06 September 2018 | Angeln

5193 Anträge für Fischfangquoten

Esau legt Wert auf namibische Beteiligung - hält Anträge unter Verschluss

Der Fischereiminister erklärt den ersten Schritt zur Vergabe von neuen Fischfangquoten als beendet und duldet keine Ausnahmen. Er betont die Wichtigkeit des Erhalts der bestehenden Investitionen sowie den Schutz des Fischbestandes im Interesse der Nachhaltigkeit. Bis zum 31. Dezember 2018 sollen die Lizenzen vergeben sein.

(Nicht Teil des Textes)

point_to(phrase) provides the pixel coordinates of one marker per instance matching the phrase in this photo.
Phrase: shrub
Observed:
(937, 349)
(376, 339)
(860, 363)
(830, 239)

Von Frank Steffen, Windhoek

Erneut kündigte Fischereiminister Bernhardt gestern an, dass er in der Pflicht stehe, im Interesse der Nachhaltigkeit und daher des Landes, Namibias wertvolle Fisch-Ressource zu schützen. Er zeigte sich erfreut über die Fischlizenz-Anträge, die bis zum 31. August 2018 eingegangen seien.

„Wir haben 5193 Anträge in allen 14 Regionen unseres Landes sowie dem Hauptbüro selbst entgegengenommen. Das ist eine Menge, doch weniger als ich ursprünglich befürchtet hatte“, meinte er an die Presse gewandt. Antragsteller hätten seit Mai dieses Jahres - etwas mehr als drei Monate - Zeit gehabt ihre Anträge vorzubereiten und einzureichen. „Wer es in dieser Zeit nicht auf die Reihe gebracht hat, die Formalitäten abzuhandeln, der hat jetzt Pech gehabt. Ich werde auf keinen Fall Ausnahmen zulassen“, meinte der Minister sehr bestimmt.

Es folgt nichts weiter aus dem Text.